I tempi? “La storia a cui stiamo lavorando – calcola Benevento –, occuperà due o forse tre albi mensili, e probabilmente ci porterà via altri due anni. La media è di una tavola finita ogni tre giorni, ma io lavoro su almeno dieci tavole contemporaneamente, per mantenere vigile l’attenzione e non annoiarmi”. Già che quello del fumettista è un lavoro lento, faticoso e certosino. Poi, soprattutto, è una passione. “Una di quelle cose che fai per hobby a scuola, durante le lezioni, perché pensi che mai potrà diventare un lavoro...”.
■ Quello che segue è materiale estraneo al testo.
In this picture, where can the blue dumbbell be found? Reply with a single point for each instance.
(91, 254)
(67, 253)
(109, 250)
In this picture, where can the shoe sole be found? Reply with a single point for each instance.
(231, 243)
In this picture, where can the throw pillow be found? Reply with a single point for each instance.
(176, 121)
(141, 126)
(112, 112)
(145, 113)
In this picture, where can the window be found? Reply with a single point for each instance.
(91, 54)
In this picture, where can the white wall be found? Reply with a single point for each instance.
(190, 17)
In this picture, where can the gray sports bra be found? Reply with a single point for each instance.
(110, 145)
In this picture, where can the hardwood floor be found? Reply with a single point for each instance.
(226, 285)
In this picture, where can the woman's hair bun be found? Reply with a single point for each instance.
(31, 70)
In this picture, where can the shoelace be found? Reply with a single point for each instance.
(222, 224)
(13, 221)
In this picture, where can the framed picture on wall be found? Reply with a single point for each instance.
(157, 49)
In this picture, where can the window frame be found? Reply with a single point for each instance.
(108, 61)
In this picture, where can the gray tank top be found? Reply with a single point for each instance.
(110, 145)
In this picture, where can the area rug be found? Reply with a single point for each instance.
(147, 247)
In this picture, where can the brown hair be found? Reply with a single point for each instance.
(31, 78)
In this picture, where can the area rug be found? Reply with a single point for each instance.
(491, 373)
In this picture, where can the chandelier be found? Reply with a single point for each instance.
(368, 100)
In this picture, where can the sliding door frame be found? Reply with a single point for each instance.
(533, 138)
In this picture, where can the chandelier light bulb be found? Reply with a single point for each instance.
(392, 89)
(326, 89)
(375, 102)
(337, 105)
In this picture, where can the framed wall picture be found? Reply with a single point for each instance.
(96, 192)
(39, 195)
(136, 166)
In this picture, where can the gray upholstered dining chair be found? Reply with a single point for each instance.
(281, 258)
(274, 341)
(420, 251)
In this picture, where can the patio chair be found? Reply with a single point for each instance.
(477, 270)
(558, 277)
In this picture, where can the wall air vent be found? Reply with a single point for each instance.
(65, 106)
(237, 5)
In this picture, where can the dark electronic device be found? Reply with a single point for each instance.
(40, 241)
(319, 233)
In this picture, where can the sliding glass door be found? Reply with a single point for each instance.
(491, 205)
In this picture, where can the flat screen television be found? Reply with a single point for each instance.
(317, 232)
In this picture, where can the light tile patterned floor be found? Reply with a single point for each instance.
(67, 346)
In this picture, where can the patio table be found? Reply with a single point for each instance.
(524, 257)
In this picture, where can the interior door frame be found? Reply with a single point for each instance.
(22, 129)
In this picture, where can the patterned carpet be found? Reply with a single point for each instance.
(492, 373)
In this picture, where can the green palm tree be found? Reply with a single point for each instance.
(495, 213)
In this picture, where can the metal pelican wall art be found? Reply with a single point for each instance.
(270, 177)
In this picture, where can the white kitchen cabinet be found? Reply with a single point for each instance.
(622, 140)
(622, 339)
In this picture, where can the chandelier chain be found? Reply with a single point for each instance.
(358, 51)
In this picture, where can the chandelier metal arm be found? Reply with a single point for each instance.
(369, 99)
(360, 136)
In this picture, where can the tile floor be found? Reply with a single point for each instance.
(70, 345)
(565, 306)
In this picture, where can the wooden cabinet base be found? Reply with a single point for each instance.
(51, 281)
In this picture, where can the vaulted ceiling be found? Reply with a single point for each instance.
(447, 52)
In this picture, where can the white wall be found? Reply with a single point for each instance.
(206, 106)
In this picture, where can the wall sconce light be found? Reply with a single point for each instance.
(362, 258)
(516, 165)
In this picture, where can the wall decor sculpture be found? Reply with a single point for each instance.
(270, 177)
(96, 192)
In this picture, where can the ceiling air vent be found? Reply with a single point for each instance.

A Michele Benevento è successo così, racconta, finché “subito dopo la maturità, il giorno in cui stavo per iscrivermi all’istituto di disegno industriale, ho letto su una rivista la pubblicità di una scuola di fumetto. Mi si è aperto un mondo, perché non pensavo esistessero posti dove imparare a trasformare in mestiere quella ‘cosa’”. Il resto della storia è già scritto. La scuola a Firenze, e contemporaneamente la laurea in Lettere, i primi lavori per Diabolik, alcune grafic novel in Francia, quindi l’approdo alla Bonelli. Un sogno che si realizza, iniziato con Caravan continuato con Lukas, di cui ha disegnato quattro albi e tutte le copertine. Infine Tex. La serie ammiraglia. “Una responsabilità pesantissima, ma mitigata dal calore umano della grande famiglia di Tex, fatta di sceneggiatori, fumettisti e migliaia di appassionati”.
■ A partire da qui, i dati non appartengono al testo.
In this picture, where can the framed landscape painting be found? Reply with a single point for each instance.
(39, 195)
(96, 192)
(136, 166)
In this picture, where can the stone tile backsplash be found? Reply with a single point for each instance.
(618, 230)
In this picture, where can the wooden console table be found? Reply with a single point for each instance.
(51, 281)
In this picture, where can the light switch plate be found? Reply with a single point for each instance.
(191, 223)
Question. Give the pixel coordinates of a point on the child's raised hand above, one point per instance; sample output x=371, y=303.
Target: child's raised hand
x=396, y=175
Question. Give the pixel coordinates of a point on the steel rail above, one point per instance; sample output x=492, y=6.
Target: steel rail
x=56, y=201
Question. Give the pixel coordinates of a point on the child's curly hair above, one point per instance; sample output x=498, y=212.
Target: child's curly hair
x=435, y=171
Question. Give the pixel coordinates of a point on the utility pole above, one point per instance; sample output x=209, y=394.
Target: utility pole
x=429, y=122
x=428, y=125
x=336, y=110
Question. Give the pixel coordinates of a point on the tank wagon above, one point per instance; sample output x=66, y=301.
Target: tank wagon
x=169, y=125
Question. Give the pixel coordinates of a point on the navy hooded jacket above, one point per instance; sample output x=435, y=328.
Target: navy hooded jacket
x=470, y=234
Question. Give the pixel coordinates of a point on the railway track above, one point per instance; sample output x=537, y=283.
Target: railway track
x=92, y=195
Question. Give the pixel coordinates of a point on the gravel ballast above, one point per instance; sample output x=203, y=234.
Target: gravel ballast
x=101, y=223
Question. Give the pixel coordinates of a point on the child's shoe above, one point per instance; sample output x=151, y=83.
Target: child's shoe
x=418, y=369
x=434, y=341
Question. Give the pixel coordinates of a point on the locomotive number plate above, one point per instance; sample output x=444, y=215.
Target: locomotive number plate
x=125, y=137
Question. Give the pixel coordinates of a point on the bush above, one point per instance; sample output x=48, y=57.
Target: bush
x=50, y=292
Resta da capire perché mai Bologna, e non Milano, ad esempio, dove ha sede la Bonelli, o Firenze dove tutto è cominciato. “La risposta – considera Benevento – è quasi scontata: Bologna è stata cruciale per la storia del fumetto italiano. Queste strade vibrano ancora al ricordo di Andrea Pazienza, Magnus, Bonvi, Igort... E anche se non c’è più una scuola bolognese, quel legame che si è creato tra i portici, le torri, la chine e i pennelli di martora, credo rimarrà indissolubile”. “...Corna di satanasso!”, così chiuderebbe la conversazione Tex Willer.